In the North
German-born chef and baker Olaf Blanke has Auckland's artisan bread market cornered, supplying rock star Kiwi chefs (Peter Gordon, Al Brown, Josh Emett et al) in addition to his own café in suburban Mount Eden. Handcrafted sourdoughs and wild yeast ferments are the stars of a menu that transitions from breakfast and brunch to lunch. Pulled lamb shoulder slathered with tzatziki filled a sandwich made from chewy, cumin seed- and turmericinflected ciabatta. With a three-salad side (quinoa/roasted veg/fresh summer peas) and a hoppy brew called Semi Conductor, lunch at Olaf's was a delicious introduction to the current café scene in New Zealand.

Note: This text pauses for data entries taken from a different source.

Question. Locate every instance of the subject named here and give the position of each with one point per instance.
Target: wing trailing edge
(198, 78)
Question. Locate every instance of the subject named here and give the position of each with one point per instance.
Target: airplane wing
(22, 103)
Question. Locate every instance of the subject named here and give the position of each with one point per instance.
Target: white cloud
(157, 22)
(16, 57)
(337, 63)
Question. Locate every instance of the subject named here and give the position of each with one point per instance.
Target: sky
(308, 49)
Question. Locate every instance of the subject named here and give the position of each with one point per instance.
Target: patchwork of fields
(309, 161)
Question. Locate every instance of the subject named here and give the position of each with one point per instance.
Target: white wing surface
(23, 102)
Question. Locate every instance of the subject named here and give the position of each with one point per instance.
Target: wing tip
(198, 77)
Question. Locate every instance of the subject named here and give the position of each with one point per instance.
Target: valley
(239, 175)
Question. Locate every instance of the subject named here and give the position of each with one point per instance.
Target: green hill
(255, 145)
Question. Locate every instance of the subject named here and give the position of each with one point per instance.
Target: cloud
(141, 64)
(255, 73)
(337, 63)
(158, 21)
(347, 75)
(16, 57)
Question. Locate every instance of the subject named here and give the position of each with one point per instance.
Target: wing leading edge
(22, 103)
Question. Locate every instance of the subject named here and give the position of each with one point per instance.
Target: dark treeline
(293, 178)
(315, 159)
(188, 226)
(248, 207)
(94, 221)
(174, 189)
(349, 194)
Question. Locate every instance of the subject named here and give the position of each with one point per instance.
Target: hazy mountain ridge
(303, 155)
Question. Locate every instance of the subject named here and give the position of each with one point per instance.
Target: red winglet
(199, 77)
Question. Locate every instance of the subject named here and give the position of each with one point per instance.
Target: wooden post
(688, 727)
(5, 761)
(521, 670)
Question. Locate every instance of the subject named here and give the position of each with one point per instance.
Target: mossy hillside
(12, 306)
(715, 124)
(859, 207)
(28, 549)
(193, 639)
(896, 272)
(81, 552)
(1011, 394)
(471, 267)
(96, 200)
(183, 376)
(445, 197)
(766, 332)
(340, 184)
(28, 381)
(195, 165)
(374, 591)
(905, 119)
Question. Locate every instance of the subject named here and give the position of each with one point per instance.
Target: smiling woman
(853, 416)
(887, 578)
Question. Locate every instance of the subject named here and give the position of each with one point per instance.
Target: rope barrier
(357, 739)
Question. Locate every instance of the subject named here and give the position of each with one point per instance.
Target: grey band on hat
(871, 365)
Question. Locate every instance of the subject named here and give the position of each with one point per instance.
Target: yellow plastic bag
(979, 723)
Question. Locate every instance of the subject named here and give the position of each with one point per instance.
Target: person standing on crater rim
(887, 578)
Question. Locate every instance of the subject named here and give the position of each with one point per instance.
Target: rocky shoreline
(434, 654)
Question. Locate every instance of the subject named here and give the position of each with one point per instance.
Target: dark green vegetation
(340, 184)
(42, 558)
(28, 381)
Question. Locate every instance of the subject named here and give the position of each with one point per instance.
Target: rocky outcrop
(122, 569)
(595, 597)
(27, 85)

In the suburb of Parnell, hanging plants, murals, fishbowl lights and candy-coloured chairs set the scene at Winona Forever, a bustling café named (reportedly) for Johnny Depp's tattoo. The vibe may be offbeat but the food is spot on. An acclaimed pastry chef is co-owner and the display of baked goods — towering layer cakes and gooey slices — is eye-popping. A short, interesting menu covers breakfast/brunch/lunch. I chose an oversized salmon hash cake topped with a luminously orange poached egg, with a chunky tomato chutney and a side of lightly spicy Asian slaw. A glass of Marlborough sauvignon blanc eased the impact of the noise level — deafening when this hugely popular place is full.